- Created by: Joseph Lee
- Country of origin: United States
- No. of episodes: 72

Production
- Running time: 105 minutes

Original release
- Network: AMC
- Release: June 2, 2002 – August 3, 2008

= DVD TV =

DVD_TV was a film trivia show that presents the story behind the making of a movie as streaming text in the letterbox area below the picture. It is broadcast in the United States and Canada on the cable network AMC, and is created by and produced at Riverstreet Productions. It premiered on June 2, 2002 with an enhanced presentation of Breakfast At Tiffany's. DVD_TV aired monthly, usually on Sunday nights, and continued for six seasons before its final airing, an augmented version of Apollo 13, on August 3, 2008.

== Format ==
Unlike many trivia shows and movies with a "pop-up" format, DVD_TV is configured with respect for both action and picture. DVD_TV movies are always presented in their original theatrical aspect ratio, so the 4:3 televised version allows room for text to run in the black letterbox area, as opposed to interfering with picture. Trivia is organized to appear during relevant scenes in the movie, and is written and timed to play in a measured, conversational, and sometimes irreverent manner. This screening format may have ultimately proved a deciding factor in DVD_TV's 2008 cancellation, as by then 16:9 widescreen TV's had started to become commonplace due to the advent of HDTV. Because these TV's could (and did) display the full video image, the letterbox bars-and therefore the trivia text-would be completely lost, defeating the entire purpose for watching the show.

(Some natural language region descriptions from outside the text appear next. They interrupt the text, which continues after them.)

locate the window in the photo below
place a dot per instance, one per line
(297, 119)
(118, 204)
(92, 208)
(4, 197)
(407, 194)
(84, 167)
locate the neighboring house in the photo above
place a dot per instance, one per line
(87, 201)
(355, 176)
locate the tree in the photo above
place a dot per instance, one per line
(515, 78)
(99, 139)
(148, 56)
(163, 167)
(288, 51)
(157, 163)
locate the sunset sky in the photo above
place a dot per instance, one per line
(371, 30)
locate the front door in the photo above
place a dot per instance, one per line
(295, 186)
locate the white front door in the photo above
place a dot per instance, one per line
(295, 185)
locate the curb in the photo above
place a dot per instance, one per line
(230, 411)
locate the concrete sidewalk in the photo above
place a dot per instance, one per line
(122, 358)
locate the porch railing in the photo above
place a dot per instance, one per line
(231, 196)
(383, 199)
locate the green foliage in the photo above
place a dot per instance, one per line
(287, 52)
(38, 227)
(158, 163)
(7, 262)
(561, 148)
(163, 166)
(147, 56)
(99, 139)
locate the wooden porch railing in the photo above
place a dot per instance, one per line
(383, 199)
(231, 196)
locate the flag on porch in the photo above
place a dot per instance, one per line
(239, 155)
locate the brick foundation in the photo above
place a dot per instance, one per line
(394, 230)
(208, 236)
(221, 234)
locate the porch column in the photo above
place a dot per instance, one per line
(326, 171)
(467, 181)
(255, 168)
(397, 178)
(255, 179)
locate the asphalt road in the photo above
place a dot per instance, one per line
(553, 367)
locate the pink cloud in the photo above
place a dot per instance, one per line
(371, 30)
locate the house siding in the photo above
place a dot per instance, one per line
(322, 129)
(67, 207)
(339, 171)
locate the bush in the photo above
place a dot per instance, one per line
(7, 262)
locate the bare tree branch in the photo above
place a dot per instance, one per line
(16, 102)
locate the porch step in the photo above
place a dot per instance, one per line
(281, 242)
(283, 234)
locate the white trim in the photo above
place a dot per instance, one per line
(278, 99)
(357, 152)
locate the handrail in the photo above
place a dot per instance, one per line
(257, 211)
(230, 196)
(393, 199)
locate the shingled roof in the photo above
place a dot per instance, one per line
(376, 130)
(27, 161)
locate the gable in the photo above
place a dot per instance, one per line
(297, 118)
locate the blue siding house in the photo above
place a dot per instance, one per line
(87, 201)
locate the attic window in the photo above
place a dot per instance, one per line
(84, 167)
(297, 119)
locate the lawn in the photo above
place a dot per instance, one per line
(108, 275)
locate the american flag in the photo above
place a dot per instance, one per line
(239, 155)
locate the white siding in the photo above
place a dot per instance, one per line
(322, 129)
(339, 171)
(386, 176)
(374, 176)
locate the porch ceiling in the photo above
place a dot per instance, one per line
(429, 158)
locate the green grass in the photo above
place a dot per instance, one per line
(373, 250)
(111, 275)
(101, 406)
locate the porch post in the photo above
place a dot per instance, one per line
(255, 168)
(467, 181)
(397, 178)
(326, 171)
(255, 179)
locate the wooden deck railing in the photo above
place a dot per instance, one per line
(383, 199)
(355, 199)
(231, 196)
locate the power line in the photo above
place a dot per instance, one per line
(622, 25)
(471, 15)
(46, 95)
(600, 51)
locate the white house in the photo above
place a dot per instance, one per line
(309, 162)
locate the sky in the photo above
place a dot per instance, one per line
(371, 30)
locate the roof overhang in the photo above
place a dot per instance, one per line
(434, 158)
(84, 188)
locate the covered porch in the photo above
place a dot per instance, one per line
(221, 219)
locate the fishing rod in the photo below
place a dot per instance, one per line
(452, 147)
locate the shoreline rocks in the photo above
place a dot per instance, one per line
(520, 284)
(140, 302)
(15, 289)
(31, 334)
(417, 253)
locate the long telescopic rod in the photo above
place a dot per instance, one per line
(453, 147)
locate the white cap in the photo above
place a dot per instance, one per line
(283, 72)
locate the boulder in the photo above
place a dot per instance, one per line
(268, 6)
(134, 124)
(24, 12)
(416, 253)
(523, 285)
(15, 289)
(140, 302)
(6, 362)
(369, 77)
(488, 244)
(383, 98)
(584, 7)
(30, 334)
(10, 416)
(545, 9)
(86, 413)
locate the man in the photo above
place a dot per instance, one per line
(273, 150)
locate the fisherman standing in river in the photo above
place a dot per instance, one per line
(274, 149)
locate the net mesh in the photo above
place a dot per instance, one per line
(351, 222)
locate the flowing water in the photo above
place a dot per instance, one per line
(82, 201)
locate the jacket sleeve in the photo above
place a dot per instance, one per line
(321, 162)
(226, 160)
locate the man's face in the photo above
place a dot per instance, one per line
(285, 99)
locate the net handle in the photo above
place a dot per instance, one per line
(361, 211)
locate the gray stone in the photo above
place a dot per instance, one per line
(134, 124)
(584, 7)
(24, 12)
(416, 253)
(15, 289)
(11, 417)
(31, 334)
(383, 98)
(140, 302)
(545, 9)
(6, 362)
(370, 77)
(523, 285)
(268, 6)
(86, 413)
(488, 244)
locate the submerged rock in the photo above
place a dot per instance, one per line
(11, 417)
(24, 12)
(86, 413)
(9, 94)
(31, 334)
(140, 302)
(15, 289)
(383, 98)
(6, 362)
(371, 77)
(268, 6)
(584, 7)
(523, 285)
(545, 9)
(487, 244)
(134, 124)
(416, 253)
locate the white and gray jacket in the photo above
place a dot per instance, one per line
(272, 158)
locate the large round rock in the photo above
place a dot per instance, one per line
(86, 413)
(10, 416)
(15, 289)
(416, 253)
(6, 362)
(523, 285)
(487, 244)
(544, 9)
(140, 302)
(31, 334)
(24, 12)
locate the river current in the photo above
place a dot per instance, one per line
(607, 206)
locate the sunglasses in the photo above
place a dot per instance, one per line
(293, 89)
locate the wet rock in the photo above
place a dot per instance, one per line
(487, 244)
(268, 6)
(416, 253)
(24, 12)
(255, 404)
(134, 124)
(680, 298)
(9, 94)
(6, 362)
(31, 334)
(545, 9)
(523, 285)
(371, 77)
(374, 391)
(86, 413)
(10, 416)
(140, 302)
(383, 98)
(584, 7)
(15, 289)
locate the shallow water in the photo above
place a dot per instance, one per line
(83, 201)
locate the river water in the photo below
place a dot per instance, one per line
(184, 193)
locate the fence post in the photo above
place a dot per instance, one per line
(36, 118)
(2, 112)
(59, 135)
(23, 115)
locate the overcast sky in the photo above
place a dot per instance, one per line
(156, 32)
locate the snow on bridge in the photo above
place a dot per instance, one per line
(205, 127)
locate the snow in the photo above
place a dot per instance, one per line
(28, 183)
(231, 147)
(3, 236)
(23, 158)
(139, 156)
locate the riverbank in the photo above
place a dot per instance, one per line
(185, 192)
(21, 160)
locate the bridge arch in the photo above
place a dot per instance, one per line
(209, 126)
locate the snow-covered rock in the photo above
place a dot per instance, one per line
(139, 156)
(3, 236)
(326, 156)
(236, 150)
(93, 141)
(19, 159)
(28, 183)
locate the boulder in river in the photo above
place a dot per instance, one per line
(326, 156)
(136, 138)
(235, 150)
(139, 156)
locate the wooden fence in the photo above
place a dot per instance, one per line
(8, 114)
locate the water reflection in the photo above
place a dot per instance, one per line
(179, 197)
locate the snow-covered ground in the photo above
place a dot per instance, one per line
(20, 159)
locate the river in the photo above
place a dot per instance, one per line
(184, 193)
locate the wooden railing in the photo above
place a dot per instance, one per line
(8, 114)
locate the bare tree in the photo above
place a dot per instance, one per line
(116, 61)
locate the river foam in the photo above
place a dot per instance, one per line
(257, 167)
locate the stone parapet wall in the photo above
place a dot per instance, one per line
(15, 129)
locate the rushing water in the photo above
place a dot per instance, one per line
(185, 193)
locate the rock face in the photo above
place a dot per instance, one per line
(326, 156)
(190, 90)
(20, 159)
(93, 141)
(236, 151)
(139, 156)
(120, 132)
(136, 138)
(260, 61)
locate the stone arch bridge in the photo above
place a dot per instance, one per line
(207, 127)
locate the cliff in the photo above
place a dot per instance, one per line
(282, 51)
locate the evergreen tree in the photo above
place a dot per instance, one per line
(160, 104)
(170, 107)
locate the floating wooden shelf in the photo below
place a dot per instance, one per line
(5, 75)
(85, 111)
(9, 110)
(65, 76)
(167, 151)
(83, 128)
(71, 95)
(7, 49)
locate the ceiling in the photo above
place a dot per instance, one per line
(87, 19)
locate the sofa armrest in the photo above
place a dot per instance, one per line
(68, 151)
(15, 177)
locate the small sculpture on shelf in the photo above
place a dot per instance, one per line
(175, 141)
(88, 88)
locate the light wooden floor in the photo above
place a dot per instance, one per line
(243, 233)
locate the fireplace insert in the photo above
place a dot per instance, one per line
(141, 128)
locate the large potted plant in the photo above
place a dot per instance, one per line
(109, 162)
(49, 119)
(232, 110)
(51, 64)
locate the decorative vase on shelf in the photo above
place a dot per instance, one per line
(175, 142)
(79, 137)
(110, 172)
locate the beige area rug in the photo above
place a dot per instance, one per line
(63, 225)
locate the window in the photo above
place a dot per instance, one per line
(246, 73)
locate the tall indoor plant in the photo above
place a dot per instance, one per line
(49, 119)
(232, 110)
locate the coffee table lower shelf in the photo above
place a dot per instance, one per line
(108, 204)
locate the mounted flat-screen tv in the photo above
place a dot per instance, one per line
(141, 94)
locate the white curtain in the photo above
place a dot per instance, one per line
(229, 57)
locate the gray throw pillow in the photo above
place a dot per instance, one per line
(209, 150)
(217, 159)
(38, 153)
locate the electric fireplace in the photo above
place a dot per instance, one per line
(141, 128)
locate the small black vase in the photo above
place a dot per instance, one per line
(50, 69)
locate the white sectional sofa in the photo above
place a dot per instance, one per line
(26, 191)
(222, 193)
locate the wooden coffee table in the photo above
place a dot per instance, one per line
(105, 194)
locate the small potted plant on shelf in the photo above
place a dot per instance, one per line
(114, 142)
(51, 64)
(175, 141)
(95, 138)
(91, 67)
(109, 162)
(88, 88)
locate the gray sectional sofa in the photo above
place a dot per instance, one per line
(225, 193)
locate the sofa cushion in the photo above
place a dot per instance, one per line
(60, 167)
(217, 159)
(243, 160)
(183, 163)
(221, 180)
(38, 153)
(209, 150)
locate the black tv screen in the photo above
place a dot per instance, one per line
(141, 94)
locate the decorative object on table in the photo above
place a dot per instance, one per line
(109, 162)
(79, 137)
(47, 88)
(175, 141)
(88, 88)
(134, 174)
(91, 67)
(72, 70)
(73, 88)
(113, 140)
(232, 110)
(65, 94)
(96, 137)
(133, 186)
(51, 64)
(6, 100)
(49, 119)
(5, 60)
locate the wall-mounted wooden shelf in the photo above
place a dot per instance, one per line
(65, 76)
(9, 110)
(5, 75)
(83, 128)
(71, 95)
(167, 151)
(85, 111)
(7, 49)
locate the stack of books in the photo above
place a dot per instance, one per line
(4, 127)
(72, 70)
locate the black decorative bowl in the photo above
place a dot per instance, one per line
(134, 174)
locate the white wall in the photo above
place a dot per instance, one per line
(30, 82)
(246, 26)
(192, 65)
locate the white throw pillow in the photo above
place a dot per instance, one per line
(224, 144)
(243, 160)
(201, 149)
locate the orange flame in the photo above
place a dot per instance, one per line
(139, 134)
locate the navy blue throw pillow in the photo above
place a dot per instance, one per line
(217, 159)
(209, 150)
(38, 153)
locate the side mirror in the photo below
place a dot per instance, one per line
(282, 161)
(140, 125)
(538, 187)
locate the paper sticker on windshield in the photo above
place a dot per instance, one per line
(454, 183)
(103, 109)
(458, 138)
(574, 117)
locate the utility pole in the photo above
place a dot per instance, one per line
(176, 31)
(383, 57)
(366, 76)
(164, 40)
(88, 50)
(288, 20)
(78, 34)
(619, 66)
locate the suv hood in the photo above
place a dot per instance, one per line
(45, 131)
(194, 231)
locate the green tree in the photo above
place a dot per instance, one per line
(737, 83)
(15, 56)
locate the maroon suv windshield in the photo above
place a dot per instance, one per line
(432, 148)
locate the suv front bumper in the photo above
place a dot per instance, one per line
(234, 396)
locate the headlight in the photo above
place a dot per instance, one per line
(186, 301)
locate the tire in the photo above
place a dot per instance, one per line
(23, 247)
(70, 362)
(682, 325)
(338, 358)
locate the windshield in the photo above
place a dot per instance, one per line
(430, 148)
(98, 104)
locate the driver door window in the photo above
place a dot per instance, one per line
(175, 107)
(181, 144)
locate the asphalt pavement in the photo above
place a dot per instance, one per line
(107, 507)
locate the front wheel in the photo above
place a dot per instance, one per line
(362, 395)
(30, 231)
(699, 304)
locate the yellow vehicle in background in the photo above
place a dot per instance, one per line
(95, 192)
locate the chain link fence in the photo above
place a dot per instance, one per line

The exhaustive research done for DVD_TV allows for an in-depth look at each film's production story, historical background, and place in movie history, not to mention a wealth of personal anecdotes from the cast and crew and little-known trivia about things like locations, wardrobe and props. In fact, the research is so extensive that additional behind-the-scenes stories that couldn't fit into the enhanced movie are usually posted on the AMC site to supplement the show.

== Other versions ==
When AMC first began airing DVD_TV, the enhanced movie was part of an evening programming block called DVD_TV which concentrated on a single movie, with the enhanced movie portion of the block being referred to as Much More Movie. Later, the "Much More Movie" title was dropped and the enhanced movie was retitled "DVD_TV: Enhanced Version."